Ralliées autour de Marjo

Télé-Québec consacre la meilleure heure de sa programmation de la Journée internationale des femmes à la rockeuse.
Photo: Félix Renaud / Télé-Québec Télé-Québec consacre la meilleure heure de sa programmation de la Journée internationale des femmes à la rockeuse.

C’est tranquille, à Saint-Adrien. Un village paisible, l’hiver. Mais plus on se rapproche de l’église transformée en studio qui se fait appeler « le chalet à Pilou », plus on entend des bruits à travers les craques. Branchements d’amplis, une guitare que l’on achève d’accorder. Et puis vlan ! Riff rock dans le tapis ! L’intro de guitare, le petit motif caractéristique au clavier, et puis cette voix qu’elle a. Forte, très forte. « J’lâche pas, j’attends pas d’crever ! » Marjo, en gros plan, semble prête à mordre la caméra. Et arracher un morceau de chair à toutes celles et tous ceux qui visionneront mardi, Journée internationale des droits des femmes, l’émission que Télé-Québec a placée au cœur de sa programmation spéciale : Marjo — Amoureuse.

Marjo, elles… et lui

Une heure avec elle dans un bel écrin, c’est l’idée toute simple. Avec la participation d’autres femmes, avec elle et autour d’elle, ralliées pour l’occasion. Femmes de paroles et musiques, interprètes, musiciennes : Salomé Leclerc, Lou-Adriane Cassidy, Stéphanie Boulay, Guylaine Tanguay, Fabiola Nyrva Aladin, Marie Ève Morency.

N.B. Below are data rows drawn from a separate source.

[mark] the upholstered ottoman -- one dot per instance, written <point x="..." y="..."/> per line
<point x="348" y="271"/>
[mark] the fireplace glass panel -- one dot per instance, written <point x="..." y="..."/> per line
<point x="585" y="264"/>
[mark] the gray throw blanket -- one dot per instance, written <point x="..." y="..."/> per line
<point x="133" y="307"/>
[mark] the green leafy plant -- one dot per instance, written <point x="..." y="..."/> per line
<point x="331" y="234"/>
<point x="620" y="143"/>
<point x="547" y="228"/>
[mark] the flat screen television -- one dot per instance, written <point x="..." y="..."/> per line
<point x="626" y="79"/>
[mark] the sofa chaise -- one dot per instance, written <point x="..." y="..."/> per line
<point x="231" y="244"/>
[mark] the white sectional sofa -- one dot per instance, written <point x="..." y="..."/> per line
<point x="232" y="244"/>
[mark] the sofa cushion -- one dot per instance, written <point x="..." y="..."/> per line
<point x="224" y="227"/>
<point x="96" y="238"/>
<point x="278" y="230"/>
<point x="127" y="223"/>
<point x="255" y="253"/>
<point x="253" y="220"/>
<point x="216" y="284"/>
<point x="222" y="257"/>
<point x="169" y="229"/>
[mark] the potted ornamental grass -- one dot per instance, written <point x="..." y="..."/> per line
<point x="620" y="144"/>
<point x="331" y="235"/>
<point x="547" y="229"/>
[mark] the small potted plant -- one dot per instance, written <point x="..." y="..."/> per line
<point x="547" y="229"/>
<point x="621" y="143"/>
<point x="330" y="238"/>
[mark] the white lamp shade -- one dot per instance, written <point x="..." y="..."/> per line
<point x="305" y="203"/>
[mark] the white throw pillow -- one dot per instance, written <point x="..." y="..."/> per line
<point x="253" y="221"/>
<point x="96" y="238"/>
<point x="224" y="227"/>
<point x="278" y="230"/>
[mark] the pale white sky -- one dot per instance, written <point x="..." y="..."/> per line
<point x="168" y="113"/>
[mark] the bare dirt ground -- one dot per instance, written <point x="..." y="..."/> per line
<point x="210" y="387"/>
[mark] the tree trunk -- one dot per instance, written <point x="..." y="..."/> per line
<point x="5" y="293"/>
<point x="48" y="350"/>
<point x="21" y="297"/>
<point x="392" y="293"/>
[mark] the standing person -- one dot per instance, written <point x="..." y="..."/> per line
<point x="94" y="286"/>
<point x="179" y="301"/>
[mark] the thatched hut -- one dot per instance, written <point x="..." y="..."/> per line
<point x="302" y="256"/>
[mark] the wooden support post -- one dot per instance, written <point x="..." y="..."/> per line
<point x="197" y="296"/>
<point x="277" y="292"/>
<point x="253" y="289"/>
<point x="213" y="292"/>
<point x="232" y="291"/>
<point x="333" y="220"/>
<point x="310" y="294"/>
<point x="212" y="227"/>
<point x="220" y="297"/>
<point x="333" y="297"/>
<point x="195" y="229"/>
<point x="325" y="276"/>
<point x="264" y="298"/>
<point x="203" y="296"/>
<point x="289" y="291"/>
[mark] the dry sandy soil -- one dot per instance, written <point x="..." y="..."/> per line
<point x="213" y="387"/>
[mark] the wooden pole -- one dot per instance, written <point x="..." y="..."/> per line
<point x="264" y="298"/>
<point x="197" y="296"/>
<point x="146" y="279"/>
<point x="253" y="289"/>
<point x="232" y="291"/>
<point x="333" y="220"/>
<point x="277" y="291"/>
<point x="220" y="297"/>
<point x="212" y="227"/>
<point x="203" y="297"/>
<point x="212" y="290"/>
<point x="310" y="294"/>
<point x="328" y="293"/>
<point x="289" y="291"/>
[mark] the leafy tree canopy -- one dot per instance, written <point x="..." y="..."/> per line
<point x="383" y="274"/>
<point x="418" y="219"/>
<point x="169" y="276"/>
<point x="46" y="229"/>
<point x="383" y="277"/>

Il y a aussi une poignée d’hommes : le Pilou du chalet, quelques vétérans musiciens. Et… celui qui écrivit la musique de J’lâche pas sur les mots de Marjo : un certain Jean Millaire. Le complice des grandes années Marjo, la décennie 1985-1995, où tout le monde avait dans sa collection de base les albums Celle qui va, Tant qu’il y aura des enfants, Bohémienne, tous créés par elle avec le gars des riffs qui ne disait jamais trois mots en entrevue. Le Jean Millaire dont Marjo est dissociée depuis leur rupture douloureuse au début du présent siècle : 22 ans, ça fait longtemps.

Ce ne sont pas vraiment des retrouvailles. Plutôt une trêve, le temps de deux duos. Ailleurs et Doux. Tendresse et tension. Une prise par chanson, that’s it. « Merci pour ta belle guitare, Jean », lui dit-elle en guise d’au revoir. Il reviendra pour la finale, gros solo de guitare. Mais ça reste l’émission de Marjo. Une chanteuse avec d’autres chanteuses qui l’aiment et l’admirent. Profondément. « Impossible de ne pas penser à elle quand je repense à mes débuts, à ces moments déterminants où les modèles féminins musicaux étaient importants », témoigne Salomé Leclerc. Souvenir précis. « J’étais ado, je venais tout juste d’acheter ma première guitare électrique, et une des chansons que j’ai voulu apprendre est Amoureuse. »

Marjo la libératrice

 

Pour Stéphanie Boulay, il y a toujours eu une Marjo. « Ma mère s’appelle Marjolaine, à la base… Évidemment, j’ai grandi avec ses chansons. L’une des premières chansons que j’ai chantées sur scène, c’était Tant qu’il y aura des enfants. Mon amour pour Marjo est vraiment viscéral. » Elle ne manque pas d’anecdotes pour le signifier. « Il y a quelques années, j’ai appris que Marjo faisait une tournée, mais il n’y avait plus de billets nulle part. J’ai finalement trouvé UN billet, et j’ai été toute seule la voir à Québec. Je me suis pris une chambre d’hôtel pis toute. C’était vraiment incroyable, la vibe. Il y avait des femmes qui étaient complètement transportées. Je me souviens d’une fille qui voulait vraiment se lever et danser, mais son chum lui disait : “non, non, assis-toi, ça me gêne”… Et autour d’elle, le monde disait : “lève-toi !” Il y avait vraiment une sensation d’émancipation féminine dans ce show-là. »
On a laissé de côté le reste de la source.